Teil B: Die Prüfung der Weisheit
Sokrates war verwirrt über die Aussage des Gottes, da er sich selbst nicht für weise hielt. Um das Orakel zu widerlegen, suchte er Menschen auf, die als weise galten:
- Politiker: Er stellte fest, dass sie zwar glaubten, weise zu sein, es jedoch nicht waren.
- Dichter: Er erkannte, dass sie ihre Werke eher durch natürliche Begabung oder Inspiration schufen, als durch echtes Wissen.
Sokrates schlussfolgerte: „Ich bin klüger als diese.
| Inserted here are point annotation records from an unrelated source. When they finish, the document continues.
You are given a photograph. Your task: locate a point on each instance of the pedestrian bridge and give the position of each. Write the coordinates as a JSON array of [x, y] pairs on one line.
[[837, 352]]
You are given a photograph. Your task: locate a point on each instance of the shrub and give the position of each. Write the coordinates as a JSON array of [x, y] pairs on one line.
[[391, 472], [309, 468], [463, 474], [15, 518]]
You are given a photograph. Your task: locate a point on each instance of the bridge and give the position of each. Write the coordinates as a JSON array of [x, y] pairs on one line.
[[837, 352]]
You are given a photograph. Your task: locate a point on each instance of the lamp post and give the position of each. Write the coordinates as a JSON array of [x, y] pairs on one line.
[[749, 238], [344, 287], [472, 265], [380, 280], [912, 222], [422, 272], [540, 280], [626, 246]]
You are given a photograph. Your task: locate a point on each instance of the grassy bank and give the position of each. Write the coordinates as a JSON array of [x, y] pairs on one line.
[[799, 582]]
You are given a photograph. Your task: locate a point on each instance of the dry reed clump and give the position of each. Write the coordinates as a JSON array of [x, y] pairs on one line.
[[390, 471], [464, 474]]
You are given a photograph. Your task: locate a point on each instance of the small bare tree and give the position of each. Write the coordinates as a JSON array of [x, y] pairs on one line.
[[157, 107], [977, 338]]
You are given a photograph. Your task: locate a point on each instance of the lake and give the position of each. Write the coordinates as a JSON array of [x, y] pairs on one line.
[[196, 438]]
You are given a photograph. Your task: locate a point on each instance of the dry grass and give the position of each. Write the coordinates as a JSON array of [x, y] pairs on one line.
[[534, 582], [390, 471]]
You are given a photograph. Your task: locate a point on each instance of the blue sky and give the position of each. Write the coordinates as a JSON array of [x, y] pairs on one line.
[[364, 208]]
Denn während sie glauben, etwas zu wissen, ohne es zu wissen, weiß ich, dass ich nichts weiß.“
Teil C: Handwerker und die Folgen
Schließlich wandte sich Sokrates den Handwerkern zu. Er stellte fest, dass diese zwar in ihrem Fachgebiet viel wussten, jedoch aufgrund dieses Wissens glaubten, auch in anderen, wichtigeren Dingen weise zu sein. Diese Erkenntnis führte zu einer tiefen Entfremdung.
Die Konsequenzen
Durch seine kritische Prüfung der vermeintlich Weisen zog sich Sokrates den Zorn vieler einflussreicher Männer zu. Junge, wohlhabende Athener begannen, ihn zu imitieren und andere zu befragen, was dazu führte, dass man Sokrates vorwarf, die Jugend zu korrumpieren und die Götter zu missachten.